- Jeb Bush shuddered at the idea of working in the U.S. Senate
- "I would be like a caged tiger. I'd go nuts," said the former Florida governor
"I would be like a caged tiger. I'd go nuts. All talk and no action, particularly now. It would drive me totally nuts. So changing the culture is the first step," the former Florida governor said, when a voter noted that Bush was running for the White House, not the Senate.
The voter went on to ask how Bush would work with the Democratic minority in Congress to advance his agenda.
In his response, Bush made sure to draw a contrast with his opponents whose day jobs are on Capitol Hill. It was a not-so-subtle dig at rivals like Sens. Marco Rubio and Ted Cruz, who have begun to eclipse Bush in polling.

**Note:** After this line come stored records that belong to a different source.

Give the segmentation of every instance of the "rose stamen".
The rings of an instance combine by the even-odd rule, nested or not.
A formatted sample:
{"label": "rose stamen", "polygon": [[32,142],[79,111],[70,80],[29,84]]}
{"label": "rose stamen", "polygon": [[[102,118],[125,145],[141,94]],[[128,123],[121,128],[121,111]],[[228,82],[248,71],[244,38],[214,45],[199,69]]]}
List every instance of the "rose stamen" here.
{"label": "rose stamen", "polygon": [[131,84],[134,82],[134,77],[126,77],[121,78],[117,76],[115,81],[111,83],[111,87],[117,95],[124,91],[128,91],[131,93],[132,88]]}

"I want to reiterate the fact that I'm not a senator, in case anyone was worried about that," he said, drawing laughs from the audience, though he didn't mention any names. "I would never run for the legislative branch."
Bush, who's tried to cast himself as an outsider despite his establishment roots, went on to stress that he's never been based in Washington, saying that he worked 32 years in the private sector before serving two terms as Florida's governor.
As he's done in recent weeks, Bush also raised questions about the idea of electing a candidate who doesn't have much of a record in public office, bringing up President Barack Obama as an example.
"We had this guy seven years ago, eight years ago that didn't have a record. He was a gifted speaker, he had no record," Bush said, adding that it can be a benefit for such candidates because they're less vulnerable to attacks during the campaign. "He ends up being the most divisive president of modern times."
"This idea that you pick someone with no record, I think it's the wrong approach," he said.
Bush said he would also apply the same measure to Supreme Court justices, adding he would pick justices that have a "proven conservative" history.